19/03/2026
Mi prima tenía ocho años cuando me puso ese nombre.
"Latifah", susurró una tarde de verano en Newark, mientras jugábamos en la manguera del jardín. "Significa delicada y sensible en árabe".
Yo medía uno sesenta y ya pesaba ochenta kilos. Delicada no era la palabra que usaban para mí en el colegio.
Me llamaban "gorda", "marimacho", "chica rara que rapea como los hombres". Las niñas no me invitaban a sus fiestas. Los niños se reían cuando pasaba por los pasillos. Mi cuerpo era demasiado grande, mi voz demasiado profunda, mi ambición demasiado ruidosa para una chica negra de Jersey.
A los diecinueve años, mientras mis amigas planeaban bodas y carreras "de verdad", yo estaba en un estudio de grabación cutre, gastando el dinero del autobús en latas de atún para poder pagar las horas de estudio.
Mi madre no entendía nada. "¿Rapera, Dana? ¿Eso qué es? ¿Eso da de comer?".

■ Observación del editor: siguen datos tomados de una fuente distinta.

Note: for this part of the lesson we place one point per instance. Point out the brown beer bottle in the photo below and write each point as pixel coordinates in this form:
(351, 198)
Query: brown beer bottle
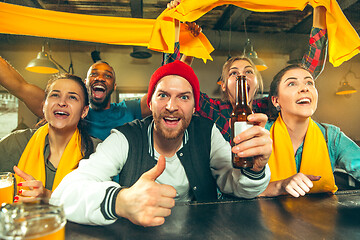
(239, 121)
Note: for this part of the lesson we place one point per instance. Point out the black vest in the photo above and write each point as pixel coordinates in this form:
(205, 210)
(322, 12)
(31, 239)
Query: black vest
(194, 156)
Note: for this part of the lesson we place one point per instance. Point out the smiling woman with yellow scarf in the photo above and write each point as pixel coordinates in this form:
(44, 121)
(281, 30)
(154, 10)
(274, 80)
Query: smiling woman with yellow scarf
(44, 156)
(305, 152)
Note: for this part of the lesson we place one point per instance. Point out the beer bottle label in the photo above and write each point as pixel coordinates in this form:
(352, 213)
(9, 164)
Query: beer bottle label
(239, 127)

El día que firmé mi primer contrato discográfico, lloré en el baño de la oficina. No de felicidad. De miedo. Porque estaba convencida de que en cualquier momento alguien descubriría el fraude, que la niña gorda de Newark no merecía estar ahí.
Pasaron los años. Los Grammy. La nominación al Oscar. Los discos de platino. La revista Forbes.
Pero lo que nunca conté es que cada vez que salgo a un escenario, antes de que se apaguen las luces, cierro los ojos y vuelvo a ese jardín de Newark. Vuelvo a oír la voz de mi prima diciendo "delicada y sensible". Y sonrío.
Porque al final, el universo tiene sentido del humor.
Resulta que sí era delicada. Lo que pasa es que mi delicadeza no cabía en los moldes que ellos tenían. Mi sensibilidad no era la de llorar en las esquinas, sino la de cantarle a las que sí lloran en las esquinas.
Hoy cumplo 56 años. Me llaman icono, leyenda, pionera.
Yo solo soy la niña gorda de Newark que nunca se creyó lo suficientemente buena.
Y ese fue mi superpoder.
Que nunca dejé de tener miedo. Pero aprendí a subirme al escenario con él agarrado de la mano.